Ma i miei genitori mi regalarono una radio a onde corte: e io ci trovo la BBC, la sera riuscivo ad acchiappare questo segnale. Lo facevo a letto: mio fratello si metteva a dormire e io mi attaccavo questa radiolina vicino all’orecchio, così l’inglese mi comincia a entrare in testa.
Mi ci sono messo di tigna, fino a partire per la Scozia per l’università: e qui mi si apre un mondo cosmopolita che si sposa benissimo con la mia sicilianità».
Gli arabi chiamavano la Sicilia l’anello di congiunzione: «Secondo me — continua Bongarrà — il siciliano che mette la testa fuori diventa il più cosmopolita di tutti, perché forte del suo passato ha acquisito uno sguardo curioso, da spugna: e io divento una spugna».
Dall’università in Scozia, Ciccio scrive per l’ Osservatore Romano , una collaborazione che era iniziata a sedici anni in Sicilia con una confessione in chiesa (lui professa una devozione religiosa d’altri tempi): «Il prete, uscito dal confessionale, mi chiese cosa volessi fare da grande: e io gli dico il giornalista». Era padre Gianfranco Grieco, lo storico vaticanista del giornale della Santa Sede: «Ti aspetto domani all’ Osservatore Romano », mi disse.
Dopo l’università in Scozia, arriva l’assunzione al Times , con un’infornata di giovani laureati: «Al Times allora si andava vestiti da Times — rievoca Bongarrà —. Avevo ventuno anni, mi presentai con un blazer blu, pantaloni grigi e una bella cravatta di Gucci verde.
Il direttore mi chiama e mi dice: “Stai andando a un cocktail party?” Perché lo spezzato proprio no. “Il giornalista del Times deve essere pronto a intervistare in qualunque momento il primo ministro o il capo della nettezza urbana: dunque devi essere vestito di conseguenza”. Così mi mandarono da un sarto e mi vestirono: mi vestì il Times ».

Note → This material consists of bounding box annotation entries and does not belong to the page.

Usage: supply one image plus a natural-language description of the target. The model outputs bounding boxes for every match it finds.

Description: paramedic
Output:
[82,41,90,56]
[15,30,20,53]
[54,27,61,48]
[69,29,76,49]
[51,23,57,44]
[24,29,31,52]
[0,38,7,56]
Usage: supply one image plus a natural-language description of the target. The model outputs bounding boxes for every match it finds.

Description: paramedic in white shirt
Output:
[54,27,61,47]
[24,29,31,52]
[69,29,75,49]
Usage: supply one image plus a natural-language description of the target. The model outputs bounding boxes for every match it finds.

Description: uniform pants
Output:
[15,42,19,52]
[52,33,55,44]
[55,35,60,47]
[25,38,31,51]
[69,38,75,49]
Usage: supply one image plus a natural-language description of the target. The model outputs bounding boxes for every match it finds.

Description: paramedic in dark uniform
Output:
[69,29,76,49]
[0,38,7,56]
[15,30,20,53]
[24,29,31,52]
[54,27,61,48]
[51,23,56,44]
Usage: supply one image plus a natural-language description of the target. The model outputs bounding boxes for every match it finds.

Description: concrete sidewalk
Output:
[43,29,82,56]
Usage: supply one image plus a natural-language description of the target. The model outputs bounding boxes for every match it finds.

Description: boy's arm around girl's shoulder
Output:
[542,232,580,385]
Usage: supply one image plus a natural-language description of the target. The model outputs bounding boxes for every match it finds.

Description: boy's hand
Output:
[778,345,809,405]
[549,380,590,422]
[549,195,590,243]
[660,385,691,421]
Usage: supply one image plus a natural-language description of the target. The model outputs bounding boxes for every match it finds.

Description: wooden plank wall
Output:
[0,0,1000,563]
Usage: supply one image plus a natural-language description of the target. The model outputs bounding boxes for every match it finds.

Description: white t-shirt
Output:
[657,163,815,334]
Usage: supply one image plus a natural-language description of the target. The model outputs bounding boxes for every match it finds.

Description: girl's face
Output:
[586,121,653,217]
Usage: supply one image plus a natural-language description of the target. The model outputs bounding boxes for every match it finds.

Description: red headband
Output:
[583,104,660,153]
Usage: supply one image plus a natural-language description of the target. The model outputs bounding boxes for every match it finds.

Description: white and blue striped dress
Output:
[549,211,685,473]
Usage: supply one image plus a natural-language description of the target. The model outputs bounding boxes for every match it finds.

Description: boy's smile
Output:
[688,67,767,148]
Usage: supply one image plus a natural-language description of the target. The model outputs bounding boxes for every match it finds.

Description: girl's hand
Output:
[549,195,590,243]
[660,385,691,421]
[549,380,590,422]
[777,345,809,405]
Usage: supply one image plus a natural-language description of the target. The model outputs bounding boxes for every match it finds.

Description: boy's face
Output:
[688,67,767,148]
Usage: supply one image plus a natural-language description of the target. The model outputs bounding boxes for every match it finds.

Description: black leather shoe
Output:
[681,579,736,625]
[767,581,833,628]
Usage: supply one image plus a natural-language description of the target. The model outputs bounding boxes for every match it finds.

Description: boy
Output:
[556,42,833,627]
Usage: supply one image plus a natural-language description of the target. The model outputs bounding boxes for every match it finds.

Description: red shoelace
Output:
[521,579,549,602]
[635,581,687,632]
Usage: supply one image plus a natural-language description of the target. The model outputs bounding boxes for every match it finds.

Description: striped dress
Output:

Dopo un paio di anni gli arriva però un’offerta da Leoluca Orlando, neo-sindaco di Palermo, che cercava un portavoce che fosse un po’ poliglotta: «Era il periodo del rinascimento di Palermo, Orlando aveva una grande proiezione internazionale. Così a 23 anni tornai nella mia città da portavoce del sindaco. Ma intanto continuavo a collaborare col Times e la Reuters dalla Sicilia».
Perché Bongarrà il giornalismo ce l’ha nel sangue (porta pure la camicia con i reggimaniche): «Finito questo incarico a Londra tornerò a fare il giornalista, sono solo in aspettativa dall’Ansa , che è la mia casa. Lì mi sono divertito». Lui è stato infatti per lunghi anni soprattutto il cronista parlamentare dell’agenzia di stampa nazionale, un osservatorio privilegiato che lo ha portato al cuore della nostra politica:
«Se non avessi fatto questo lavoro non avrei conosciuto Francesco Cossiga, che è stata la persona che ha più inciso su quello che sono e che mi manca terribilmente: Cossiga mi ha dato un metodo, mi ha aperto la testa. Quando faccio le cose, penso: chissà mia mamma e il presidente cosa avrebbero detto. Mi mancano terribilmente…». E qui la voce gli si incrina e gli occhi arrivano a bagnarsi di lacrime.
La sua più grande gioia era andare in Transatlantico, il salone della Camera luogo di incontro dei deputati: «Non so perché, ma con me parlano tutti: forse perché parlo tanto, ma so anche ascoltare.
(...)
Ed è un vizio che non ha perso neppure a Londra, dove ogni settimana fa una capatina a Westminster: «Fare una chiacchierata con un deputato è il modo di avere il senso di un territorio», sostiene.
Ma i rituali sono diversi, «nel nostro Transatlantico c’è molta più confidenzialità, il nostro caffè alla buvette è fonte di notizie: stai là, senti, guardi, ascolti e trovi le cose».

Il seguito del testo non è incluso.